L'affaire a marqué la première contestation judiciaire connue de l'isolement présentée par une femme noire au Canada, selon la Banque du Canada. Bien que Desmond ait perdu, ses efforts ont inspiré les Noirs de la Nouvelle-Écosse à exiger un traitement égal et à mettre en lumière l'injustice raciale au Canada.

Justice différée

Desmond n'a pas vu la justice de son vivant. Pour avoir combattu la discrimination raciale, elle a reçu beaucoup d'attention négative. Cela a probablement mis à rude épreuve son mariage, qui s'est soldé par un divorce. Desmond a finalement déménagé à Montréal pour fréquenter une école de commerce. Elle a ensuite déménagé à New York, où elle est décédée seule d'une hémorragie gastro-intestinale le 7 février 1965, à l'âge de 50 ans..

Cette femme courageuse n'a été justifiée que le 14 avril 2010, lorsque le lieutenant-gouverneur de la Nouvelle-Écosse a accordé une grâce officielle. La grâce a reconnu que la condamnation était injustifiée et les représentants du gouvernement de la Nouvelle-Écosse ont présenté leurs excuses pour le traitement de Desmond.

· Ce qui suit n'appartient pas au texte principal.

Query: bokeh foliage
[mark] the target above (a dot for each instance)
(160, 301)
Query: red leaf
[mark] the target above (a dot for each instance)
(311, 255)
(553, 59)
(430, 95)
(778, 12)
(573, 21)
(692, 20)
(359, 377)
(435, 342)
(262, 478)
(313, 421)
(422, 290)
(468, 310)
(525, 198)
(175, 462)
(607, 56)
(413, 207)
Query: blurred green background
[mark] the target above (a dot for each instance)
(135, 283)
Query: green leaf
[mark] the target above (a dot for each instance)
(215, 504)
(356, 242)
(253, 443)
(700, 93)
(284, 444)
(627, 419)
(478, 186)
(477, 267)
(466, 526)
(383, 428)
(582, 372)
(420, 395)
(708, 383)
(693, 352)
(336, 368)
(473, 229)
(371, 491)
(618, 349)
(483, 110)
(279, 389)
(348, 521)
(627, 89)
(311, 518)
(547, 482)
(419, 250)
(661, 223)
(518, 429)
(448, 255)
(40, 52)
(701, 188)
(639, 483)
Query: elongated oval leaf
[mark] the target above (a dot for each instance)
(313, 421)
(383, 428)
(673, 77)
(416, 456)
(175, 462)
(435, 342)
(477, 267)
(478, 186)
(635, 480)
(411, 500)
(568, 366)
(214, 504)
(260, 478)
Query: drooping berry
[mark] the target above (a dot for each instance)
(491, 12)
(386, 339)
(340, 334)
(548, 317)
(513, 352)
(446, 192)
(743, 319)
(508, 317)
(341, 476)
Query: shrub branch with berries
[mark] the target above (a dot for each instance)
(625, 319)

Deux ans plus tard, Desmond figurait sur un timbre de la poste canadienne.

La sœur de l'entrepreneure de beauté, Wanda Robson, a toujours défendu cette cause et a même écrit un livre sur Desmond intitulé «Sister to Courage».

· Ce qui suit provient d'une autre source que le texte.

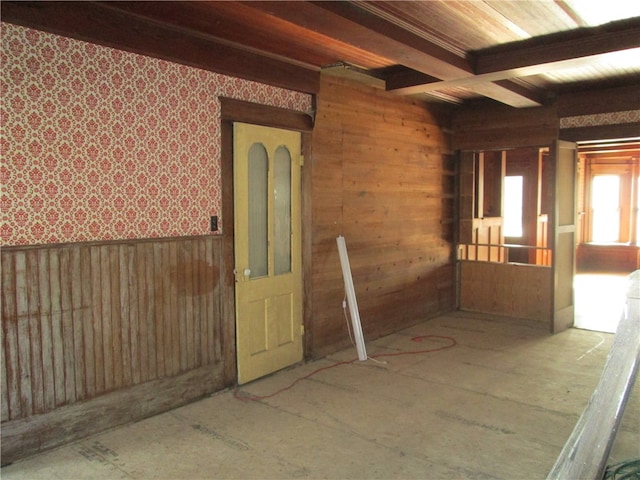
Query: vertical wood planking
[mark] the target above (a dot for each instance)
(24, 347)
(124, 307)
(188, 346)
(161, 323)
(116, 316)
(80, 321)
(152, 313)
(10, 337)
(105, 280)
(56, 328)
(87, 324)
(96, 310)
(143, 308)
(214, 342)
(180, 302)
(134, 321)
(175, 325)
(44, 292)
(66, 312)
(35, 333)
(4, 395)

Lorsque Desmond a été choisi pour honorer le billet de 10 $ du Canada, Robson a déclaré: «C'est un grand jour pour avoir une femme sur un billet de banque, mais c'est un jour particulièrement important pour avoir votre grande sœur sur un billet de banque. Notre famille est extrêmement fière et honorée. »

En plus du livre de Robson, Desmond a été présenté dans le livre pour enfants «Viola Desmond ne sera pas bougé». De plus, Faith Nolan a enregistré une chanson à son sujet. Mais Davis n'est pas le seul pionnier des droits civiques à faire l'objet d'un enregistrement. Stevie Wonder et le groupe de rap Outkast ont enregistré des chansons sur Martin Luther King Jr. et Rosa Parks, respectivement.

Un documentaire sur la vie de Desmond, «Journey to Justice», a fait ses débuts en 2000. Quinze ans plus tard, le gouvernement a reconnu la première Journée du patrimoine de la Nouvelle-Écosse en l'honneur de Desmond. En 2016, la femme d'affaires a été présentée dans une «Minute du patrimoine» d'Historica Canada, un bref aperçu dramatique des événements clés de l'histoire du Canada. L'actrice Kandyse McClure a joué le rôle de Desmond.